The first scenario is centered around exploratory analysis and asks the question: is it too good to be true? Key business indicators show growth in customers, growth in traffic, growth in load; everything makes sense…or does it? When looking at growth trends, which manifest in a company’s key business indicators, how do you avoid the correlation / causation dilemma? Do you deep dive into the data to establish a clear causal relationship or do you let bias take over and assume the data as presented is enough? Examining this can ensure that you are out-ahead of a potential problem.

The second scenario the presentation will discuss is focused on root cause analysis and attribution. When something goes wrong where do you start? The first question that comes up during a production incident is usually: Is this customer impacting? As a member of an ops team or a manager of an application support group how do you know? Chances are you have some checks in place (via Nagios, OpenNMS, etc.) monitoring and probing your system for responses – maybe you have deployed some form of real time user monitoring. But how well do you understand the implementation of those checks? Are you confident that it is interacting with the system in the same way customers are? Group problem identification and root cause analysis is an area where conformation bias and the availability heuristics can cause major issues. How do you avoid them?

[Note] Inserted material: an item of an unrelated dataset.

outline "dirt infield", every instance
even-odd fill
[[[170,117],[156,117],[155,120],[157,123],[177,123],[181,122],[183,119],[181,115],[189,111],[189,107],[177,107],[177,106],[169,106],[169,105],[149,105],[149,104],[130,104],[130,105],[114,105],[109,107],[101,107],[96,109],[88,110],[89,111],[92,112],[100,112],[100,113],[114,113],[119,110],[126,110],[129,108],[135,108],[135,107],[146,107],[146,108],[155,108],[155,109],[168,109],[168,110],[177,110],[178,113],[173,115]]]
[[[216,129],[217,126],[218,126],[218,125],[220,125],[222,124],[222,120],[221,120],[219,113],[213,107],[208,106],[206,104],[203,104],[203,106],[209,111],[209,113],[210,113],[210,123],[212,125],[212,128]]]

After hearing this presentation, the next time an attendee is faced with a monitoring problem they will stop and think: am I being biased?

Photo of Chris Baker

Chris Baker

Dyn

Chris currently holds the title Doomsayer As A Service at Dyn. The goal of this role is to perform data analysis/experimentation related to network traffic, system performance and stress testing. The focus being the identification and communication of potential risks and thresholds to business and technical stakeholders. Previously, Chris worked at Fidelity Investments as a Senior Data Analyst. He graduated from Worcester Polytechnic Institute with a Masters in System Dynamics and a Bachelor’s in Management of Information Systems and Philosophy.